Plus les pertes ont été grandes, plus la rage a été vive. La rage du naufrage entraînait dans son sillage des deuils impossibles.
Combien de chutes Mélissa a-t-elle faites parce qu’elle refusait de s’avouer vaincue, d’admettre que son corps ne pouvait plus la supporter?
Combien de fois s’est-elle accrochée aux détails insignifiants du quotidien?
Combien d’achats inutiles, de rêves brisés, d’espoirs envolés?
Chère Mélissa, elle avait toutes les raisons du monde d’être enragée. Moi-même, je rageais d’assister à sa déchéance dans un état de parfaite impuissance.
Je m’imaginais, malgré moi, dans sa situation. Je me voyais annoncer à mes deux jeunes enfants que je ne serais plus là.

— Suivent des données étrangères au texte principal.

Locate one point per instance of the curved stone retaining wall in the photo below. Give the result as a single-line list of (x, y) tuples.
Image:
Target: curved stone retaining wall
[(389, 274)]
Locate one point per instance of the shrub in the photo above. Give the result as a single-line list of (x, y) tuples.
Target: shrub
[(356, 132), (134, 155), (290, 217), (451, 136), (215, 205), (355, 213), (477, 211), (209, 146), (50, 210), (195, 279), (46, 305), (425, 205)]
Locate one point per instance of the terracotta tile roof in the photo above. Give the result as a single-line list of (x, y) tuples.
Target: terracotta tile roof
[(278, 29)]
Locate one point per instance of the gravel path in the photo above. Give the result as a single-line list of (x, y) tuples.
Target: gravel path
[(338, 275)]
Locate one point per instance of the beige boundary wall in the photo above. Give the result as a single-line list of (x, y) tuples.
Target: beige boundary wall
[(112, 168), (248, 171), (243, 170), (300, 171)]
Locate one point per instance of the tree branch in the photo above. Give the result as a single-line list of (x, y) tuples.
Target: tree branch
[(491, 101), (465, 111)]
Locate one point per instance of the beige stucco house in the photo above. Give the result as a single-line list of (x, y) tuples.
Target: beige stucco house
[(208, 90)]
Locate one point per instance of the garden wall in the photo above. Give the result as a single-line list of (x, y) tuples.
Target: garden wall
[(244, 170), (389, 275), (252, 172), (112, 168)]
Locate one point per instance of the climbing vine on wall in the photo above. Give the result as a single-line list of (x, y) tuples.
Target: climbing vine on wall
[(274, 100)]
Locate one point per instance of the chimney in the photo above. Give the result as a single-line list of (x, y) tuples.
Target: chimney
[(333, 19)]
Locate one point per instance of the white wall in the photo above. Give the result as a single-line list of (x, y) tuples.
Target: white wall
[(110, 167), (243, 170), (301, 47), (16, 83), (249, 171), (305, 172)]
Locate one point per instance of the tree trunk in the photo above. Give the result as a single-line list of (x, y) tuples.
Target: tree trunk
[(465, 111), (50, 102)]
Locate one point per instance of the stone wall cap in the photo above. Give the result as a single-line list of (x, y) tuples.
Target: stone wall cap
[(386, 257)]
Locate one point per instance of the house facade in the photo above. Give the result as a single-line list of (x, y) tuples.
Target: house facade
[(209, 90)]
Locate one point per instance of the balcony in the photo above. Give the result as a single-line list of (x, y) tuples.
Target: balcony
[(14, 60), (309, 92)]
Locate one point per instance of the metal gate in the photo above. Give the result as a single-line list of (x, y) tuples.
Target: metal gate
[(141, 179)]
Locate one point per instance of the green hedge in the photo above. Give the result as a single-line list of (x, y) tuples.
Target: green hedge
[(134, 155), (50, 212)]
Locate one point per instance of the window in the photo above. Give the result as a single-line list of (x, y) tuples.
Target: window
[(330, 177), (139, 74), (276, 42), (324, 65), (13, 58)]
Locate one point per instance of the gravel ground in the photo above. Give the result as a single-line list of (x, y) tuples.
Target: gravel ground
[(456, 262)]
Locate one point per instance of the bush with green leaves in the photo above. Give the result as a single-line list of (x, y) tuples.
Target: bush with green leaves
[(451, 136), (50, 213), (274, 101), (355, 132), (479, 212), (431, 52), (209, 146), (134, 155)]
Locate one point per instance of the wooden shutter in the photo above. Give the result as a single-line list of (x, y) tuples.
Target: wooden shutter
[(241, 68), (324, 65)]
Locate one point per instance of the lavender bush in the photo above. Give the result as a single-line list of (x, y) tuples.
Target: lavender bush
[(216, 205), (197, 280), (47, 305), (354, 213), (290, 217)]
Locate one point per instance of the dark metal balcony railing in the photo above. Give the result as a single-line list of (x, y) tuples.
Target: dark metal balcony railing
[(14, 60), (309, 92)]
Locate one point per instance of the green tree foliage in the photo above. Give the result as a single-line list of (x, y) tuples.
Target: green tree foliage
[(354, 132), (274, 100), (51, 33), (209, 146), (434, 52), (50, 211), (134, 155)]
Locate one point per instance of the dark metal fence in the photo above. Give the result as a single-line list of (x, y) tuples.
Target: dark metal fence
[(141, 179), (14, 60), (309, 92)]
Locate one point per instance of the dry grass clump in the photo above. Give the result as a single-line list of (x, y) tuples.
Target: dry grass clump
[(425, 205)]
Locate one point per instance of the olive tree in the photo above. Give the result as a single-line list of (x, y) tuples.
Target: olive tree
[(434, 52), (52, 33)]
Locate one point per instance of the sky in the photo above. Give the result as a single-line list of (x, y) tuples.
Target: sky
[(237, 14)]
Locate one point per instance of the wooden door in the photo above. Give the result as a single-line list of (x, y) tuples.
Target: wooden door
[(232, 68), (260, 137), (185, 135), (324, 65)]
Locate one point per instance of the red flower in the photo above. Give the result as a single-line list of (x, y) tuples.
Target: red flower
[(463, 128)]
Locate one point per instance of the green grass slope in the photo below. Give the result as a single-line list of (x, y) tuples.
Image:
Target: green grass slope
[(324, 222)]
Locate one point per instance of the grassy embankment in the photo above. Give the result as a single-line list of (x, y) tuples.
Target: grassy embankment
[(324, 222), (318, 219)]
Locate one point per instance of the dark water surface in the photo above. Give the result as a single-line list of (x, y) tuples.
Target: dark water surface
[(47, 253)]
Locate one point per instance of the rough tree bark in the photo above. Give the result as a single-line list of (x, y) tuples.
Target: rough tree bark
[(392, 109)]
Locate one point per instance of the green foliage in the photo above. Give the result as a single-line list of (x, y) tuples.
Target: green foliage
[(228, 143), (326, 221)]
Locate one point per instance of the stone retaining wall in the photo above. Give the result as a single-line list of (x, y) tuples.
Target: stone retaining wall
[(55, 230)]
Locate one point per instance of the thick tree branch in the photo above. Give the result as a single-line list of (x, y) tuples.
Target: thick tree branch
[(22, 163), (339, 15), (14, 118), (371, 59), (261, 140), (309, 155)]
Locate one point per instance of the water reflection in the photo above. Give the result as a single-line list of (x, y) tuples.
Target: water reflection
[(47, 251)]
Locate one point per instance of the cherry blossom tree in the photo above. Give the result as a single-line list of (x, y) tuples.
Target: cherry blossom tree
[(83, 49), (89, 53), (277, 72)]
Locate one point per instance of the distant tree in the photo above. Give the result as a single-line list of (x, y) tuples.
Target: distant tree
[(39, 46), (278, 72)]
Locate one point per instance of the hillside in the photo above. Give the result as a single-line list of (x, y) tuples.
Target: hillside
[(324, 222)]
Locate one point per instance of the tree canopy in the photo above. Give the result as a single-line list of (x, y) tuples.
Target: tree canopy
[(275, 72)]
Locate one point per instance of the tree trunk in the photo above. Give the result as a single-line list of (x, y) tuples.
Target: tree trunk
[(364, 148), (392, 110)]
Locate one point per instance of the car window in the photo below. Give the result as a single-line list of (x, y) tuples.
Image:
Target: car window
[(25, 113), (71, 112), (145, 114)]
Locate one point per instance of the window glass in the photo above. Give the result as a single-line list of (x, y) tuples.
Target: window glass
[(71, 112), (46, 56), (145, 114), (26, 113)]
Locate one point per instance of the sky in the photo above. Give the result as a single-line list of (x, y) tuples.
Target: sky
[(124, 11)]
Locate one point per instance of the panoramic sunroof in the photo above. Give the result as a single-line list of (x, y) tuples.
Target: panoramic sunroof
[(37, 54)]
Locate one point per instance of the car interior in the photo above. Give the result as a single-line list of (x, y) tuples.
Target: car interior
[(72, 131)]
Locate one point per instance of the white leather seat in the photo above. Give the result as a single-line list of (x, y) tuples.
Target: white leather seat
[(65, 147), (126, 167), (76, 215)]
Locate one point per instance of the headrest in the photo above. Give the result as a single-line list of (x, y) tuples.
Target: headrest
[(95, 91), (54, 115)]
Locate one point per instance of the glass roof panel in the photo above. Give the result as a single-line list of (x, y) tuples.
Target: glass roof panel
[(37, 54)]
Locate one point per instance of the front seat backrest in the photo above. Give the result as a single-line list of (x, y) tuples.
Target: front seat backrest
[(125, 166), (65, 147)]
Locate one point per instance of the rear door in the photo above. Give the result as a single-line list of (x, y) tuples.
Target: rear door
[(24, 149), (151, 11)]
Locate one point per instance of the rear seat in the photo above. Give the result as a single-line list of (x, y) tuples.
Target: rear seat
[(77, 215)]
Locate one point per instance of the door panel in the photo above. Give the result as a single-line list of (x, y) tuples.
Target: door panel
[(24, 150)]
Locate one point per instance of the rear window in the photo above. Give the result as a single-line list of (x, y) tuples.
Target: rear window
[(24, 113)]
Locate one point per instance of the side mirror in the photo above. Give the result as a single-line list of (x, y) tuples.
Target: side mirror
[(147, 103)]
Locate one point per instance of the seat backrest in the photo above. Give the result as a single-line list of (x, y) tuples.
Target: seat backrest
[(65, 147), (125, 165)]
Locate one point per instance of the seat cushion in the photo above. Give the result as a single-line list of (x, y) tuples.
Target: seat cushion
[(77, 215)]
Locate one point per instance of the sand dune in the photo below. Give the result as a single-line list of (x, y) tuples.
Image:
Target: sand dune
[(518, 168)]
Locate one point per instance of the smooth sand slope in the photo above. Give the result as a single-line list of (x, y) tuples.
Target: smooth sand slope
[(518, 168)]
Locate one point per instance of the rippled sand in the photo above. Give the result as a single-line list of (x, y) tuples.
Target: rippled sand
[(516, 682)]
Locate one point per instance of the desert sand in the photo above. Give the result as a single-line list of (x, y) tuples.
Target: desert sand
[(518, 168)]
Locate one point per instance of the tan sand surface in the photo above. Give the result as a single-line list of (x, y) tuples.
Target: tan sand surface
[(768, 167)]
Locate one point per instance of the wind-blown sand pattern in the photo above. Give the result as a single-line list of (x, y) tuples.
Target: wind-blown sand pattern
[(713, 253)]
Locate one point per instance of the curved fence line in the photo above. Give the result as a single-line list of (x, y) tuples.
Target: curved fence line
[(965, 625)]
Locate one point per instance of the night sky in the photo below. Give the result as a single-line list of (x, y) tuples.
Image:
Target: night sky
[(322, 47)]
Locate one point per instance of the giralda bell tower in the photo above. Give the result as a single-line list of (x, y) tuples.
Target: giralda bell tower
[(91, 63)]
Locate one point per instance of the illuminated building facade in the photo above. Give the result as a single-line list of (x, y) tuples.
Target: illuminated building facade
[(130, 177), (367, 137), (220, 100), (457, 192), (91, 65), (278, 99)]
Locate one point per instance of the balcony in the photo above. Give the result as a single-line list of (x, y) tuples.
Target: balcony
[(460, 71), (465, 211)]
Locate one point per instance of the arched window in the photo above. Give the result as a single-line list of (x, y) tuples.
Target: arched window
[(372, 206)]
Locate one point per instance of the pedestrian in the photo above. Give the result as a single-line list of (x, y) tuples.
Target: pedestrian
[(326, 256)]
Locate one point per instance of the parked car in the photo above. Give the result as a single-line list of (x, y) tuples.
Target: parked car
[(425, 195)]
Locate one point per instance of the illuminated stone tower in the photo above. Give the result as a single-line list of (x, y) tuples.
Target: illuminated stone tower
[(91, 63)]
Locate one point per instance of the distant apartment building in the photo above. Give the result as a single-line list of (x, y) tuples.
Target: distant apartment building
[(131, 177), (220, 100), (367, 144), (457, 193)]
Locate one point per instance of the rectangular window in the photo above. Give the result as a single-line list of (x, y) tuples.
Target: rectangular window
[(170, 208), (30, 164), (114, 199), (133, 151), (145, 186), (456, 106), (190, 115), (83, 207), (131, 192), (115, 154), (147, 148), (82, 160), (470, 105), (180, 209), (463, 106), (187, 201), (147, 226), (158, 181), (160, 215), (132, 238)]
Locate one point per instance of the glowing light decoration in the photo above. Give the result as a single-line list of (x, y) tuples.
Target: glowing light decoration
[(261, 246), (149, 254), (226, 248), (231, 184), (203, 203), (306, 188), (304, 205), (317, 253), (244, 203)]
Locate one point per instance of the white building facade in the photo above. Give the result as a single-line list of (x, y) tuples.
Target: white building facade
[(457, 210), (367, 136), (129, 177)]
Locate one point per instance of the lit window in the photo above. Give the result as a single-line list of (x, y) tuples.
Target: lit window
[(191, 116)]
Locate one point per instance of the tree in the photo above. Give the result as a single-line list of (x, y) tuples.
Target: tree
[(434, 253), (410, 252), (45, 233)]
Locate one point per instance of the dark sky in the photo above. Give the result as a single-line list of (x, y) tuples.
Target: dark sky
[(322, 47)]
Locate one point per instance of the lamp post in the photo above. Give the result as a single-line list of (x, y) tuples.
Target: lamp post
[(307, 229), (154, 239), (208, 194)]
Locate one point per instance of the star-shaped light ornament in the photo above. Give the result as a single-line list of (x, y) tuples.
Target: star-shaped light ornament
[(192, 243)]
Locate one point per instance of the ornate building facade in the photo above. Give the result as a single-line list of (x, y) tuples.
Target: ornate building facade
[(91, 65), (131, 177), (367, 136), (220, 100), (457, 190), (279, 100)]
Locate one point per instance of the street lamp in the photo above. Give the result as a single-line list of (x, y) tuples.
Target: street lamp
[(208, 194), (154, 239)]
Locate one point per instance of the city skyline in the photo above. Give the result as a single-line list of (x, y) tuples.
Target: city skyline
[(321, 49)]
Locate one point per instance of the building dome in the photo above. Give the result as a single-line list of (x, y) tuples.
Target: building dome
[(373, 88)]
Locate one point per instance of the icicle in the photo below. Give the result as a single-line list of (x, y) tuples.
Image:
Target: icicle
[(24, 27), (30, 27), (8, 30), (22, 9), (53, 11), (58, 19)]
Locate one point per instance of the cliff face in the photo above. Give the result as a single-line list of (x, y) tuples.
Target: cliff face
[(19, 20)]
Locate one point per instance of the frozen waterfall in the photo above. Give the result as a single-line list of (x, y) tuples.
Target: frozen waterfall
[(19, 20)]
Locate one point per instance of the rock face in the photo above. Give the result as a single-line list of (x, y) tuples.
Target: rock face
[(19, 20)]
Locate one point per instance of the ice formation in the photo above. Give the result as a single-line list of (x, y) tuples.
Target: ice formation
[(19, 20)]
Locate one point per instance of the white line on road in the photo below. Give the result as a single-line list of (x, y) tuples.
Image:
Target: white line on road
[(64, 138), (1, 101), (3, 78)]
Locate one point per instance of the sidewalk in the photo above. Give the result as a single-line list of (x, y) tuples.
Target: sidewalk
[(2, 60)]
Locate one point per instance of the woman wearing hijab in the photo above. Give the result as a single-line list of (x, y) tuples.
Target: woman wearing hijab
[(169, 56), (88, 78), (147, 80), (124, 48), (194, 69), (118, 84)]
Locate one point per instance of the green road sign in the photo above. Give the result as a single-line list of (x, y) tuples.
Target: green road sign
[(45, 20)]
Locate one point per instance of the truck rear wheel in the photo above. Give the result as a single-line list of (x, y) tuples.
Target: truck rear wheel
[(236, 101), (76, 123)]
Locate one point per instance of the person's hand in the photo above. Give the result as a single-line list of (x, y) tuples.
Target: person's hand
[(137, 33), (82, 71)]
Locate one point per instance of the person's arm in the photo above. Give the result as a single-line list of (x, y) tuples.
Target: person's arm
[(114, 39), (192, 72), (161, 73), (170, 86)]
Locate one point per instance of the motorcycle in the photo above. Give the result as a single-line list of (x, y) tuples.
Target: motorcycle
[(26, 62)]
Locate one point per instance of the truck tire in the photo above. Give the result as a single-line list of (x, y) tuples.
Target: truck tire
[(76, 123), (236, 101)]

Je tentais l’exercice insensé d’expliquer ma propre mort. J’ai d’abord été attirée par les métaphores célestes : maman sera au ciel, maman sera une étoile. Mais, ça n’allait pas… C’était trop abstrait pour mes petits. J’ai donc choisi les mots les plus simples possibles : mes yeux ne verront plus, mes oreilles n’entendront plus, mon nez ne sentira plus, mon cœur ne battra plus. Je ne vivrai plus avec vous, à la maison; je serai dans votre cœur. Vous pourrez me parler chaque fois que vous vous ennuierez. Moi, je veillerai sur vous et je vous aimerai toujours.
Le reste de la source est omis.